Supplementary Material: Authors may submit supplementary materials at the time of submission. This could for example be the data being analyzed, detailed case definitions, sensitivity analyses, survey forms, photographs, computer code or translations into other languages. Supplementary material should be labelled with capital letters, A, B, C, etc. Figures and numbers should be numbered with a capital letter and then numbered chronologically within each document. Any commonly used file format may be utilized.
Peer-Review Process
Peer-Reviews: Research articles, literature syntheses and articles on the history of public health are published together with open peer reviews so that readers can read both at the same time. Perspectives are not peer reviewed.
Author Rejoinder: Based on peer reviews, authors are invited to write an optional author rejoinder addressing the comments and suggestions made by the reviewers. If received within one week, the author’s rejoinder will be published together with the article and the peer reviews. Otherwise, the rejoinder will be published soon after it is received.

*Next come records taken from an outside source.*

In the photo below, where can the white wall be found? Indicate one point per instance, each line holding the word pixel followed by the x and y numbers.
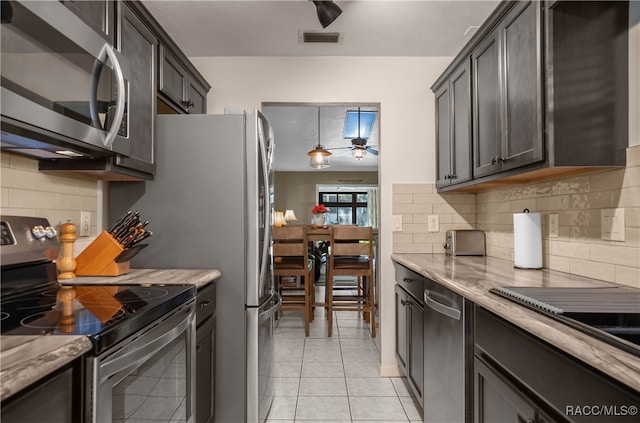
pixel 634 73
pixel 407 146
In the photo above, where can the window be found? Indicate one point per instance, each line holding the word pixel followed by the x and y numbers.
pixel 345 208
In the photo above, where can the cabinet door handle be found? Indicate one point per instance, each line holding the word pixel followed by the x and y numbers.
pixel 454 313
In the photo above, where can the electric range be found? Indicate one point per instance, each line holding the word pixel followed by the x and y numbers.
pixel 610 314
pixel 32 302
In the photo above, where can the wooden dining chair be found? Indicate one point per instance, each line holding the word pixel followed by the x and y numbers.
pixel 291 259
pixel 351 255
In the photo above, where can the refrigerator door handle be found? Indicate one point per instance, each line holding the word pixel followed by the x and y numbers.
pixel 266 264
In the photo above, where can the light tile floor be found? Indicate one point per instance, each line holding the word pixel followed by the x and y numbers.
pixel 322 379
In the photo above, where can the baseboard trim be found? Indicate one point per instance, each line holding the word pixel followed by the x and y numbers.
pixel 390 371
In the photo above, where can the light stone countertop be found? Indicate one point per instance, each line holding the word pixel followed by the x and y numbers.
pixel 472 277
pixel 26 359
pixel 198 277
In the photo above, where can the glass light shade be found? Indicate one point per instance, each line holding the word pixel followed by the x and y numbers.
pixel 358 153
pixel 290 216
pixel 278 219
pixel 319 157
pixel 351 128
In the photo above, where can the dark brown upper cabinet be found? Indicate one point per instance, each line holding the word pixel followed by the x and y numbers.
pixel 549 95
pixel 179 87
pixel 453 127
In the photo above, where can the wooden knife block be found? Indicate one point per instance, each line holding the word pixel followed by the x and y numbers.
pixel 98 259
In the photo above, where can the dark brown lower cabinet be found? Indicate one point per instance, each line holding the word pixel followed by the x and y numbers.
pixel 520 378
pixel 205 354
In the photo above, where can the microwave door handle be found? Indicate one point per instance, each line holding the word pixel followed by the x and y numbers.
pixel 108 52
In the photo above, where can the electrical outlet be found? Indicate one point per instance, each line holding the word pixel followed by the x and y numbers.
pixel 434 223
pixel 397 223
pixel 85 223
pixel 612 224
pixel 553 225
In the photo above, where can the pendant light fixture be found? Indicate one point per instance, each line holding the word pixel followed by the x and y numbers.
pixel 319 157
pixel 327 12
pixel 359 150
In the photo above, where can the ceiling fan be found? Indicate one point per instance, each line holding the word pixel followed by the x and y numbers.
pixel 359 147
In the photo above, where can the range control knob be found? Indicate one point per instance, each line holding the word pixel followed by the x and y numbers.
pixel 50 232
pixel 38 231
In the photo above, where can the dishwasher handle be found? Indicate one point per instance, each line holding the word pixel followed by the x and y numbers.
pixel 441 308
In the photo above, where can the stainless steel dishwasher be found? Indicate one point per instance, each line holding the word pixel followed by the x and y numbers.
pixel 447 321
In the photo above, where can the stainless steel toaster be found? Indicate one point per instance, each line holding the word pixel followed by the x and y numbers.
pixel 465 242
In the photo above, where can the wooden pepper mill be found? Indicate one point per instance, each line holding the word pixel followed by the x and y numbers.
pixel 67 264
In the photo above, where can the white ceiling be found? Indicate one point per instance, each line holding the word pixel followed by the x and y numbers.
pixel 369 27
pixel 376 28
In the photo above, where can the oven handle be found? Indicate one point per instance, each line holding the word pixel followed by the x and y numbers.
pixel 130 354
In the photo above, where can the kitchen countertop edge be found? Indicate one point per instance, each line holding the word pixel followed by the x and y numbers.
pixel 197 277
pixel 472 277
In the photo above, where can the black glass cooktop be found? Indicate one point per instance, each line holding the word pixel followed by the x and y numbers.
pixel 611 314
pixel 105 313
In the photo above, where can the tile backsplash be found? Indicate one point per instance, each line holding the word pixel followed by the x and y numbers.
pixel 27 192
pixel 578 249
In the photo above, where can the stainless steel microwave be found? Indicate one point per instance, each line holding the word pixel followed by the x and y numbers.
pixel 63 90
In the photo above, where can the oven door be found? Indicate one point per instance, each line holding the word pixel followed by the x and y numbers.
pixel 150 375
pixel 62 84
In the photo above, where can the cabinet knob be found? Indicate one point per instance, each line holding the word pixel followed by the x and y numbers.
pixel 188 104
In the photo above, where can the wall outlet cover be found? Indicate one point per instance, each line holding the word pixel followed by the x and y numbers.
pixel 612 224
pixel 553 225
pixel 434 223
pixel 84 228
pixel 397 223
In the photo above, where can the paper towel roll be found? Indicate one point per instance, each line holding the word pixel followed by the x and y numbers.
pixel 527 240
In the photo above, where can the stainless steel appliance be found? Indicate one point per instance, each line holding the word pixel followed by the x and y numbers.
pixel 63 90
pixel 465 242
pixel 611 314
pixel 447 380
pixel 212 197
pixel 139 334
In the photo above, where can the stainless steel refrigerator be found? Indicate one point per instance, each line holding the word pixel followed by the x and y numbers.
pixel 210 207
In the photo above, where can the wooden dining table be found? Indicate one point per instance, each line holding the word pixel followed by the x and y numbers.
pixel 323 233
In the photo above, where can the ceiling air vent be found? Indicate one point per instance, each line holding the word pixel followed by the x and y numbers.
pixel 308 37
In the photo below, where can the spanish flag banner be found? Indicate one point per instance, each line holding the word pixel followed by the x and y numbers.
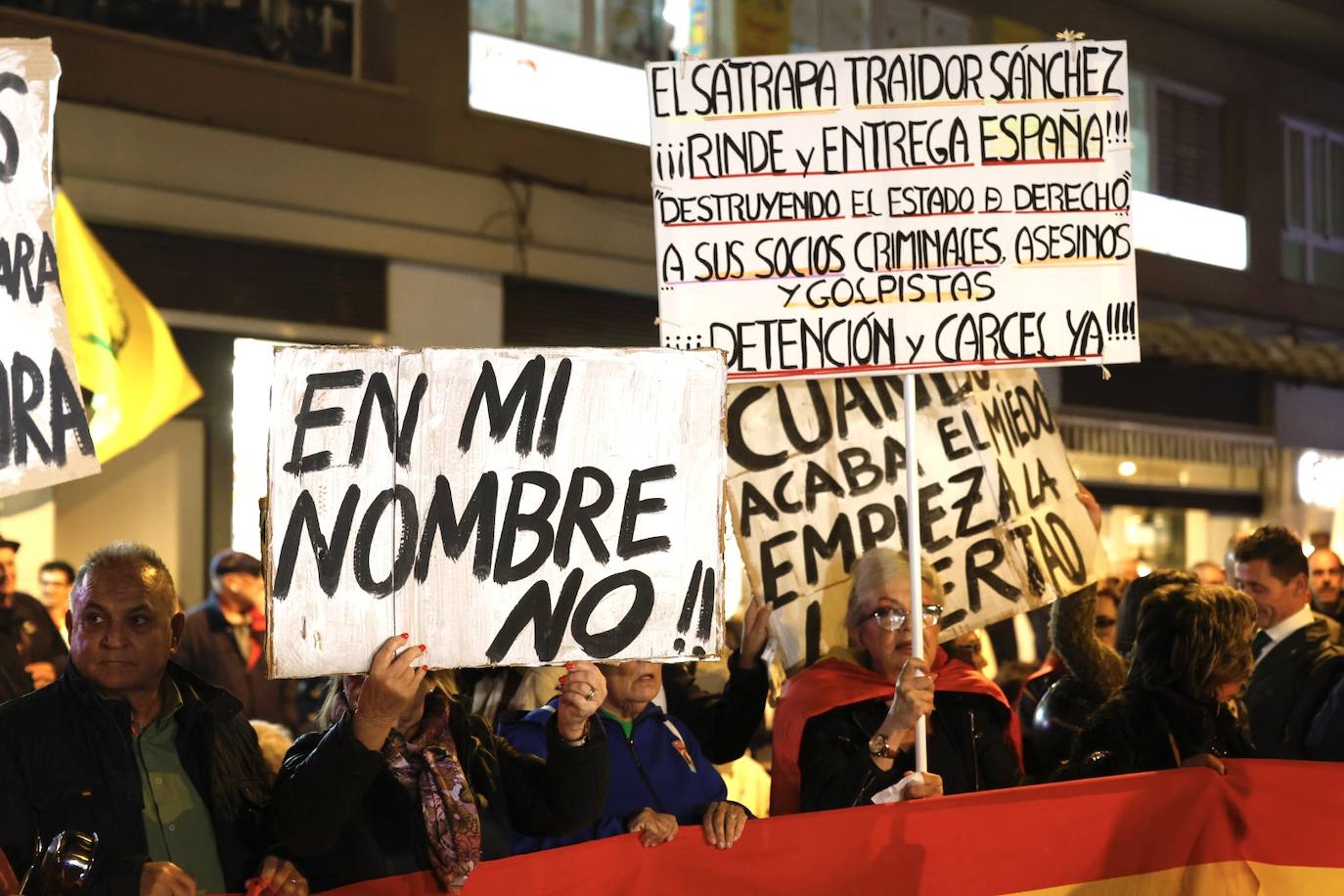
pixel 133 377
pixel 1268 827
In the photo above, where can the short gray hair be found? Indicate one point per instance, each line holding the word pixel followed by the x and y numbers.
pixel 874 569
pixel 130 557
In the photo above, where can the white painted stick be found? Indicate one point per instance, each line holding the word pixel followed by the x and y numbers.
pixel 913 551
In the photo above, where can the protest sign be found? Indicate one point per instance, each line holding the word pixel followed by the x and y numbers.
pixel 897 211
pixel 43 428
pixel 818 475
pixel 503 507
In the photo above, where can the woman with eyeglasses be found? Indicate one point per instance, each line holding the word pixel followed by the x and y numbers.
pixel 844 731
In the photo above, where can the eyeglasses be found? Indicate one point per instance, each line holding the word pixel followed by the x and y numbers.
pixel 893 618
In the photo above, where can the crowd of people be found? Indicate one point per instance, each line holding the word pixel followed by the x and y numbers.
pixel 160 731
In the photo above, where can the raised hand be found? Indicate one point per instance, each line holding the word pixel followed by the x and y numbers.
pixel 277 877
pixel 165 878
pixel 387 692
pixel 755 632
pixel 913 700
pixel 582 692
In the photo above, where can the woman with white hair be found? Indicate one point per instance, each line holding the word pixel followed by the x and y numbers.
pixel 844 731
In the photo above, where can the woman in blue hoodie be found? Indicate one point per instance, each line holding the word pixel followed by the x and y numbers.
pixel 660 778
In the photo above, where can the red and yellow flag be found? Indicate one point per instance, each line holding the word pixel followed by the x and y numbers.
pixel 128 363
pixel 1268 827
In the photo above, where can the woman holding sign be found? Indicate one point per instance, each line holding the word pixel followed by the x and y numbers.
pixel 843 731
pixel 403 780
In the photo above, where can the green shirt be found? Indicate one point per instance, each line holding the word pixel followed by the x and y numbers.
pixel 626 724
pixel 178 824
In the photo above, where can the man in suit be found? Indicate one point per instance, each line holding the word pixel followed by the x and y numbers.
pixel 1296 662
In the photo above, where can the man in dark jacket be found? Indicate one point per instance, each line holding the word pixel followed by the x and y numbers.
pixel 225 641
pixel 136 749
pixel 34 653
pixel 726 722
pixel 1296 664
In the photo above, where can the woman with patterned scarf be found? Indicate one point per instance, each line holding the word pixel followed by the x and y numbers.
pixel 401 778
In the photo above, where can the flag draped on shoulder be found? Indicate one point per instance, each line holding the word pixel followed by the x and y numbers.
pixel 132 374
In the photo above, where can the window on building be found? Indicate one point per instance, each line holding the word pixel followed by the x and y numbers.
pixel 1314 204
pixel 625 31
pixel 1178 139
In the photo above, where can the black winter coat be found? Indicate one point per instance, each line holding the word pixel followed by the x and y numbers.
pixel 967 747
pixel 726 722
pixel 27 634
pixel 210 649
pixel 67 763
pixel 1289 687
pixel 345 819
pixel 1150 730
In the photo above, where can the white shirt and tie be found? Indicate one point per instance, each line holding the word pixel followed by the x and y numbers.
pixel 1281 630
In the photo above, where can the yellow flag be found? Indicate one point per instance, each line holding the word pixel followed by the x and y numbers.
pixel 124 351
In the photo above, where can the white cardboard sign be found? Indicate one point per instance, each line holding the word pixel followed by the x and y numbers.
pixel 890 211
pixel 43 428
pixel 818 475
pixel 503 507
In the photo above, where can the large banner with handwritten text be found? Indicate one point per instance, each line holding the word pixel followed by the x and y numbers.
pixel 818 475
pixel 513 507
pixel 43 427
pixel 895 211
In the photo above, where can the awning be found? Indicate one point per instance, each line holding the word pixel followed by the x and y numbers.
pixel 1183 341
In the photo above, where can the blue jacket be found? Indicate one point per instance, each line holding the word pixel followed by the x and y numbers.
pixel 660 766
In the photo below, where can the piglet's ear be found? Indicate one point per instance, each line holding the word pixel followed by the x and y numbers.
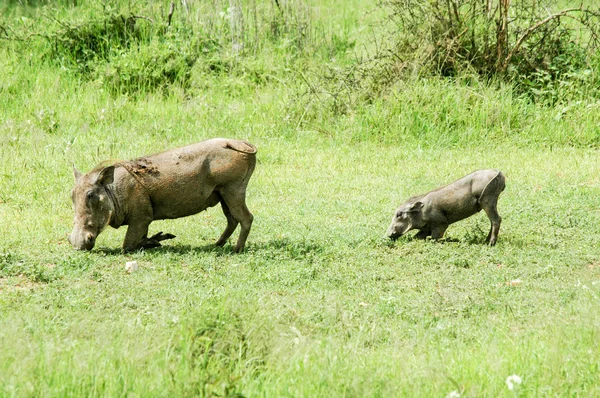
pixel 76 173
pixel 106 176
pixel 417 206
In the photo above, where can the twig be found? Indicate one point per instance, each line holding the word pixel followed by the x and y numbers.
pixel 143 17
pixel 170 13
pixel 530 30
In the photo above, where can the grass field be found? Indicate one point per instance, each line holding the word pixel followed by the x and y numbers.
pixel 320 303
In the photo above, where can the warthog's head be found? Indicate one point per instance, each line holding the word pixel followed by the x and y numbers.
pixel 408 216
pixel 93 206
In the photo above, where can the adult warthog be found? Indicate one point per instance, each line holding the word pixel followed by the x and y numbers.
pixel 172 184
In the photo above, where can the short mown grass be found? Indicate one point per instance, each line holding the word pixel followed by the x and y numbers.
pixel 319 303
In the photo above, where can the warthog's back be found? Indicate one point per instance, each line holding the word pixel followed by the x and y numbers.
pixel 180 181
pixel 461 199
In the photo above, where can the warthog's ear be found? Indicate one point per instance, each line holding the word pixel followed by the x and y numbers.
pixel 76 173
pixel 106 176
pixel 417 206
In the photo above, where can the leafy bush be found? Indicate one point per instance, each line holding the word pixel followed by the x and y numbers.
pixel 546 55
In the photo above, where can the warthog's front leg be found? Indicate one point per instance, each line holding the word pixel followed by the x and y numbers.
pixel 137 236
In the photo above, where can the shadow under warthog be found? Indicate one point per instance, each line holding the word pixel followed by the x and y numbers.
pixel 274 248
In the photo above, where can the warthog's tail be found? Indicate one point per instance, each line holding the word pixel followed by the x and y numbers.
pixel 241 146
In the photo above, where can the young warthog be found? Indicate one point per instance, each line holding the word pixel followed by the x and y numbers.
pixel 171 184
pixel 432 212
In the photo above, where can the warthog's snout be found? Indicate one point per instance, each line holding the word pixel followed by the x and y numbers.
pixel 85 241
pixel 393 234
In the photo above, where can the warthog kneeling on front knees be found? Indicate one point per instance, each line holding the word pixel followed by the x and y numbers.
pixel 433 212
pixel 171 184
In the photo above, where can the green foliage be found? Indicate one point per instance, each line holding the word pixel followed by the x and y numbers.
pixel 535 46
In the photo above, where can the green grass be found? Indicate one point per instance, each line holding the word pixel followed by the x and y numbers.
pixel 320 303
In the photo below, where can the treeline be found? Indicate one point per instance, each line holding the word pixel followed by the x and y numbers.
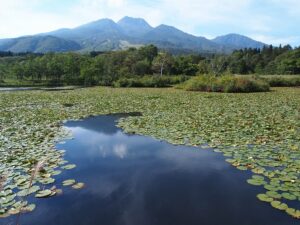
pixel 105 68
pixel 97 68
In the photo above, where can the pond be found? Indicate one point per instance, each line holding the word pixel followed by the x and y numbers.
pixel 138 180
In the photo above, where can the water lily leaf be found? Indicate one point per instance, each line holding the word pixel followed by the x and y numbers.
pixel 264 198
pixel 43 194
pixel 69 167
pixel 69 182
pixel 78 186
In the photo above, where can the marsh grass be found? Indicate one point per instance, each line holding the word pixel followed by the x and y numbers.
pixel 227 84
pixel 150 81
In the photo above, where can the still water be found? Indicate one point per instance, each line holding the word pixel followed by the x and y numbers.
pixel 136 180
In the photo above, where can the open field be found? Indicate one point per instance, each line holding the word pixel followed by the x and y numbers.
pixel 258 132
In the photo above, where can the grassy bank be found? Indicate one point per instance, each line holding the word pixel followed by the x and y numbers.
pixel 277 80
pixel 268 121
pixel 227 84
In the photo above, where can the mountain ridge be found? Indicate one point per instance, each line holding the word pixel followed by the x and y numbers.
pixel 107 35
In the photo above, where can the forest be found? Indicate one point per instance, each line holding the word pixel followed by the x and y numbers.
pixel 106 68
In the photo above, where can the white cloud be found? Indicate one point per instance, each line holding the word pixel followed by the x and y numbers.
pixel 292 40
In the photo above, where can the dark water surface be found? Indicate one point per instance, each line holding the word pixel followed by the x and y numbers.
pixel 136 180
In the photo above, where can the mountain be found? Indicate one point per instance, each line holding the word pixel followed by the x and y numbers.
pixel 38 44
pixel 237 41
pixel 106 35
pixel 134 26
pixel 171 38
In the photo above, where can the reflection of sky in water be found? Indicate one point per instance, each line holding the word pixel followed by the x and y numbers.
pixel 136 180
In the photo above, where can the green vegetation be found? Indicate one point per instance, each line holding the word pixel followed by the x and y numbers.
pixel 150 81
pixel 228 84
pixel 258 132
pixel 129 67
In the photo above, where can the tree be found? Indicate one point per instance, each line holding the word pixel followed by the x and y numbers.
pixel 162 62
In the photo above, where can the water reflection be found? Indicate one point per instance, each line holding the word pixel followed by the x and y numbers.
pixel 136 180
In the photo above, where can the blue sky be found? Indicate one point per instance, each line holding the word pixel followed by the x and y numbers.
pixel 270 21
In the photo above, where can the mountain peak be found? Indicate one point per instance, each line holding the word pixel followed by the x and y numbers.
pixel 238 41
pixel 133 20
pixel 134 26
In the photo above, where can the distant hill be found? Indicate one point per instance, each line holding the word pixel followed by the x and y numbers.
pixel 106 35
pixel 38 44
pixel 135 27
pixel 237 41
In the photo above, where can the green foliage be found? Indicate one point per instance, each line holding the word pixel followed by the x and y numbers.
pixel 228 84
pixel 150 81
pixel 258 131
pixel 282 81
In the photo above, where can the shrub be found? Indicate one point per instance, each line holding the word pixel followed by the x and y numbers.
pixel 150 81
pixel 283 81
pixel 228 84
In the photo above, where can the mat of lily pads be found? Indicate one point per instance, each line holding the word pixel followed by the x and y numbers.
pixel 258 132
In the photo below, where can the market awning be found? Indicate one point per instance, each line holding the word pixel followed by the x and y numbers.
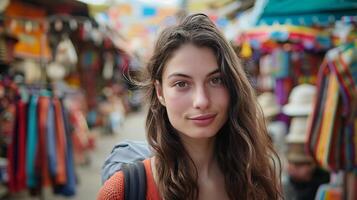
pixel 306 12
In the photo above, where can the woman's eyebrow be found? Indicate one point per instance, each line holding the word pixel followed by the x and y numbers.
pixel 187 76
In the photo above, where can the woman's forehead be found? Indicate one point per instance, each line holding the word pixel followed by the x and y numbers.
pixel 190 59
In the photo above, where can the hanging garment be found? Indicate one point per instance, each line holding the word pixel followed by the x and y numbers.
pixel 31 146
pixel 42 167
pixel 16 151
pixel 61 176
pixel 331 131
pixel 51 140
pixel 69 189
pixel 21 173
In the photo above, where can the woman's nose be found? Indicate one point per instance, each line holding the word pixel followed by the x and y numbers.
pixel 201 99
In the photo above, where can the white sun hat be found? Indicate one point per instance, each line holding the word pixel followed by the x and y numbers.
pixel 269 105
pixel 301 100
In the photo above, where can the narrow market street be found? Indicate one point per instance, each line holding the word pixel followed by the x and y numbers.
pixel 89 176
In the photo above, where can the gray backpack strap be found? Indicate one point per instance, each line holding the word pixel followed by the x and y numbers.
pixel 134 181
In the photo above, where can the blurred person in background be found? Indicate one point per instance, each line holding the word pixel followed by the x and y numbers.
pixel 303 175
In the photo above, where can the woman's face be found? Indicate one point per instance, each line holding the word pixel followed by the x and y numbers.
pixel 193 92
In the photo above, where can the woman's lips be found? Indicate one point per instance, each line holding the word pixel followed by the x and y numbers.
pixel 203 120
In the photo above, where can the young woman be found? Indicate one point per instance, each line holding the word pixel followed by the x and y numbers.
pixel 206 131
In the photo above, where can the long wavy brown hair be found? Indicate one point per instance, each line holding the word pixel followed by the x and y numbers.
pixel 243 150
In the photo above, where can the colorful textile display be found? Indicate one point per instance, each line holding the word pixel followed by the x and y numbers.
pixel 332 141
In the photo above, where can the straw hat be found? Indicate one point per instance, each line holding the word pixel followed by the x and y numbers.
pixel 297 130
pixel 296 153
pixel 269 104
pixel 301 100
pixel 55 71
pixel 30 69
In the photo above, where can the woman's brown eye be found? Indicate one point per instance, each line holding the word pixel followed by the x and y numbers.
pixel 216 81
pixel 181 84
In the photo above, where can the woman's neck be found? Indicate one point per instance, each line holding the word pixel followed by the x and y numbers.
pixel 202 153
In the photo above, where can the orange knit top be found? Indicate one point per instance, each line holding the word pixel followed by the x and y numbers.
pixel 113 188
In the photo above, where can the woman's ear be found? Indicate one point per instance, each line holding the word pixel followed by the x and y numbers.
pixel 159 92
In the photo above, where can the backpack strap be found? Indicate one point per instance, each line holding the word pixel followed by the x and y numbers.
pixel 134 181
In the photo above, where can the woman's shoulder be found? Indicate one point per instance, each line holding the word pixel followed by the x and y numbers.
pixel 113 188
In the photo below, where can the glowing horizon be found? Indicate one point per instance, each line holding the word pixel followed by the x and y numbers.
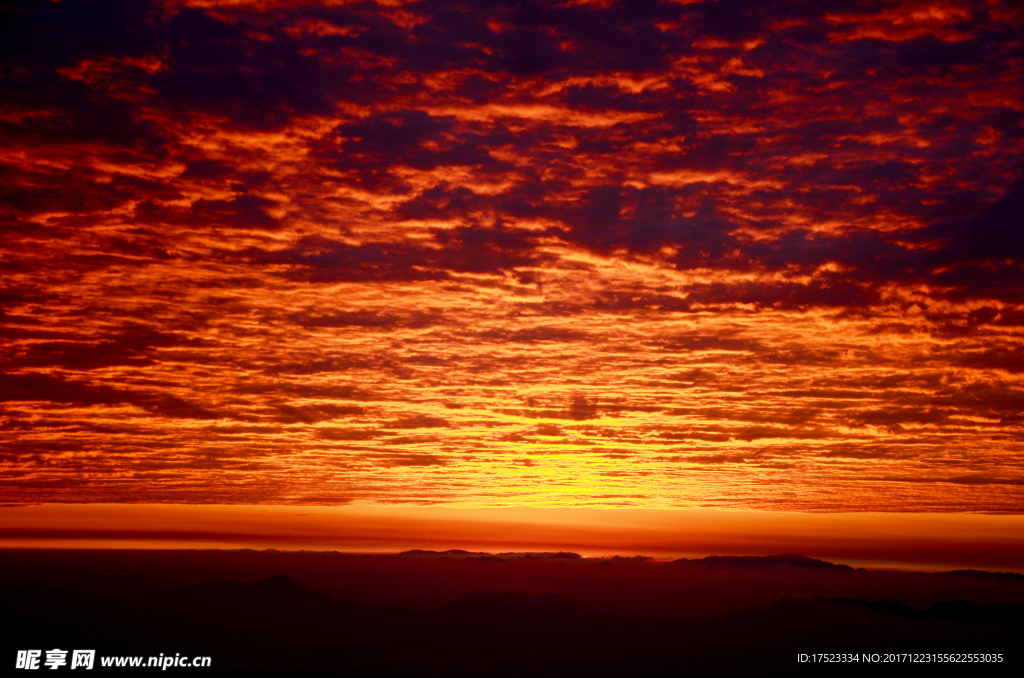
pixel 588 255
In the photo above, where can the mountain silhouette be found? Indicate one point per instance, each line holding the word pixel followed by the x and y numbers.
pixel 278 625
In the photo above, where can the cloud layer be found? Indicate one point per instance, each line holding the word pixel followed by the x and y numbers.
pixel 591 253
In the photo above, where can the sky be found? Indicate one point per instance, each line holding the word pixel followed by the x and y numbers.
pixel 733 255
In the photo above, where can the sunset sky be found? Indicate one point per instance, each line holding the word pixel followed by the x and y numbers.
pixel 599 254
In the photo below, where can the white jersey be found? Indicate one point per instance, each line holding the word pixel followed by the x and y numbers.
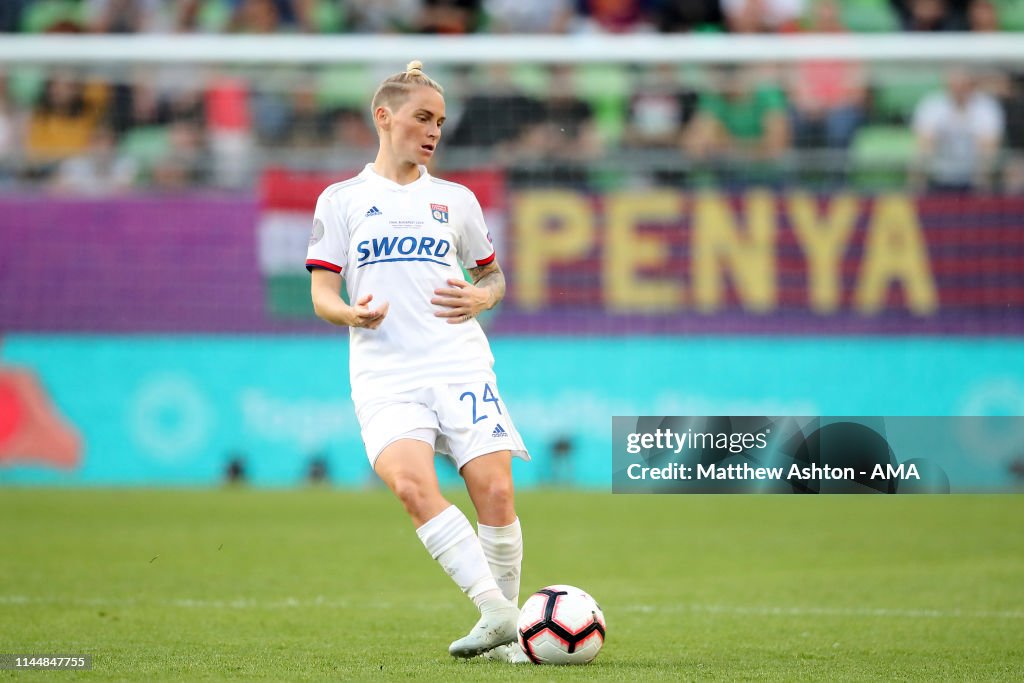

Revised Manuscript Versions: Authors have the option to submit and publish a revised version of their manuscript at any time. Some reviewer comments are best addressed in the author rejoinder, and a revised version is then unnecessary. New manuscript versions should only be used to make corrections to data description, analyses, results or interpretation.
Reviewer Closure: If the authors write a rejoinder, or submit a revised version, the reviewers are encouraged to write a short reviewer closure that opine whether the authors properly address the concerns raised in the reviews.